While all of these are museums in the United States, it also seems that countries in Europe use a similar model of hiring professional translators – two contract bidding announcements by the Museum of the Quai Branly – Jacques Chirac and the Museum of Bastia in France demonstrate that human translation is still the industry standard in Europe as well. 

A great illustration of the current state of machine translation as useful but not quite good enough comes in an announcement for a translation sprint. Europeana Pro is an organization funded by the European Union that is dedicated to preserving and promoting cultural heritage. In their 2020 invitation to join sprint to translate foundational documents into more languages, the organizers of the sprint instructed participants to use a number of machine translation tools only “as long as you review the resulting text.” This instruction underlines the themes explored by this paper: machine translation is good, but not yet good enough for professional use without human review.

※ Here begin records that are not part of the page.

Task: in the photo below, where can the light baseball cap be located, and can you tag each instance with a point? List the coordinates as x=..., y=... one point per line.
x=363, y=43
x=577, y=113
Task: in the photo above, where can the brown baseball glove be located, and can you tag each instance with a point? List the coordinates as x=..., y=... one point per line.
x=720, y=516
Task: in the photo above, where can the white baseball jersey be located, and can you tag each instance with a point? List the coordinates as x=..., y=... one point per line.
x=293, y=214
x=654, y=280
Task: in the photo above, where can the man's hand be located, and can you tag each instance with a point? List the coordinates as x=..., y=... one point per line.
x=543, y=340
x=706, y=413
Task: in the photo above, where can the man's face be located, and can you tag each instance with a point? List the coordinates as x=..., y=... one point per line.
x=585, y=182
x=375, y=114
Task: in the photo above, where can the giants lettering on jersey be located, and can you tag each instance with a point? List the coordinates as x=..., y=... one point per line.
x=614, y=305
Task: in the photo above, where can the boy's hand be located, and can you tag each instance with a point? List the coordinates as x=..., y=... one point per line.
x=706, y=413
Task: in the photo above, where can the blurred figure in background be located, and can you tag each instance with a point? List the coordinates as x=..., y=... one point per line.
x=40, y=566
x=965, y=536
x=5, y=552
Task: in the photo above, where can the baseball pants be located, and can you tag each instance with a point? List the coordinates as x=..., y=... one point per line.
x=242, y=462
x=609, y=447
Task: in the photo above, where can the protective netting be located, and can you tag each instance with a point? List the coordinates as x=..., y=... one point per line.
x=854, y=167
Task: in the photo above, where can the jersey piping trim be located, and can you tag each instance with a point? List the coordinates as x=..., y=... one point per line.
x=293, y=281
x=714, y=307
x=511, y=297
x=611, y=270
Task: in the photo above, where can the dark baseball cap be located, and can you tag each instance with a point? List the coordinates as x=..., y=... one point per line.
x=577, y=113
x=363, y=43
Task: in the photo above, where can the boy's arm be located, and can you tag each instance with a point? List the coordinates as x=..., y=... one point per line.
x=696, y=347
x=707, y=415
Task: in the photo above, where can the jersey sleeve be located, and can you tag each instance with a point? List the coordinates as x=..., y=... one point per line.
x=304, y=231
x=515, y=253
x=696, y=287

How will museums be affected when machine translation achieves parity with human translation?

Photo by Yi Liu on Unsplash

So machine translation clearly is not yet good enough – but how could it change once the technology catches up to the need? User experience is naturally a priority for museums, and translation is an integral part of that. There are many museums in America that could better serve their non-English-speaking populations by expanding their offerings. And it isn’t just in serving their visitors; museums could also benefit greatly from better machine translation for their collections. A team of researchers from Beijing Jiaotong University used machine translation to evaluate ancient Chinese texts and translate them into English, demonstrating the promise of machine translation as a way to preserve and expand collection offerings. A research group based out of the University of California Los Angeles (UCLA) has a program dedicated to using automated translation to analyze and understand cuneiform languages on a series of tablets from southern Mesopotamia. A widely-used museum database software called Axiell has multilingual fields embedded in its data structures, and offers an automated translation tool so that curators have some idea of what they’re looking at even if it is in a language they don’t understand.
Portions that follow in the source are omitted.